Robyn Cooper

Personal information
- Born: 16 January 1972 (age 54)

Sport
- Country: Australia
- Highest ranking: 12 (1996)

Medal record
Women's squash
Representing Australia
World Team Championships
| Gold medal – first place | 2002 Odense | Team |
| Silver medal – second place | 2000 Sheffield | Team |
World Doubles Championships
| Silver medal – second place | 2006 Melbourne | Doubles |
Commonwealth Games
| Silver medal – second place | 1998 Kuala Lumpur | Doubles |
| Bronze medal – third place | 2002 Manchester | Mixed doubles |

= Robyn Cooper =

Australian squash player (born 1972)

Robyn Cooper (born 16 January 1972) is an Australian former professional squash player. She reached a career-high world ranking of World No. 12 in 1996. At the 1998 Commonwealth Games, she won a Silver Medal in the women's doubles, partnering Rachael Grinham.

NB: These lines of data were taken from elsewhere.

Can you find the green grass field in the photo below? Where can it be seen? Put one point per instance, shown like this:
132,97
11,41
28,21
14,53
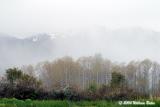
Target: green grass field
56,103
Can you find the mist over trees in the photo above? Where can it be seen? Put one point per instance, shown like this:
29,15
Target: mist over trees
90,77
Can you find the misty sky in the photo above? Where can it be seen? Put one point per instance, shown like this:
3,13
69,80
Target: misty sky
27,17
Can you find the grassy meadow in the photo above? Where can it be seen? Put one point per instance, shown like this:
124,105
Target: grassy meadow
65,103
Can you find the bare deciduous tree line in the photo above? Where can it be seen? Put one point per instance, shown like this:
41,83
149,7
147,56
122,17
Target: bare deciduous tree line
141,76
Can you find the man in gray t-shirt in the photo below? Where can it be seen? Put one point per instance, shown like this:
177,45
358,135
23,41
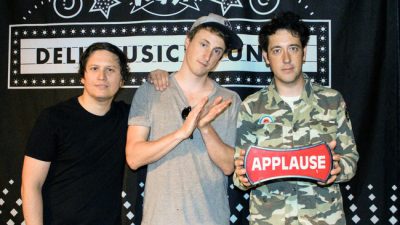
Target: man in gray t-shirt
185,133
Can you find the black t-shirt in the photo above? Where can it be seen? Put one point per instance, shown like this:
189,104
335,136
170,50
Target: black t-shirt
87,155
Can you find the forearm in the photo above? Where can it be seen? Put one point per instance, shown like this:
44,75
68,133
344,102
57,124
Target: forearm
346,145
220,153
140,153
32,205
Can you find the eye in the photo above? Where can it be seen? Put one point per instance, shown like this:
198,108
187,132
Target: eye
294,49
276,51
218,51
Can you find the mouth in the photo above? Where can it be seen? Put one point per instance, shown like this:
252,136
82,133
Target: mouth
288,69
101,86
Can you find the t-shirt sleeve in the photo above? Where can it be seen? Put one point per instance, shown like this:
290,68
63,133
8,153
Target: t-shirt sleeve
42,141
139,114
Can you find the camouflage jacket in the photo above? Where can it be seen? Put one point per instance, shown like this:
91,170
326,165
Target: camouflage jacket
319,115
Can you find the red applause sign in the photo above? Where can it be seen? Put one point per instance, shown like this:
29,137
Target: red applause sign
310,162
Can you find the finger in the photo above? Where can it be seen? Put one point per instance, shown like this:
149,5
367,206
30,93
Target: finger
332,145
331,179
336,157
239,162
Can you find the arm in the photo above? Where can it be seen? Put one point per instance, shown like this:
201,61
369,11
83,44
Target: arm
220,153
159,78
244,139
139,151
345,145
34,174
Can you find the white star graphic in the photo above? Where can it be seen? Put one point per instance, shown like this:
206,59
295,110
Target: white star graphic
104,6
226,4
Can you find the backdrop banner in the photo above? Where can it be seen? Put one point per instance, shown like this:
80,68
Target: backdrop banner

Cooper represented Australia at the 2000 Women's World Team Squash Championships in Sheffield, England winning a silver medal and two years later she won the gold medal with Australia at the 2002 Women's World Team Squash Championships in Odense, Denmark.

At the 2002 Commonwealth Games, Cooper won a Bronze Medal in the mixed doubles, partnering Joe Kneipp. She also finished runner-up in the women's doubles at the 2006 World Doubles Squash Championships, partnering Sarah Fitz-Gerald.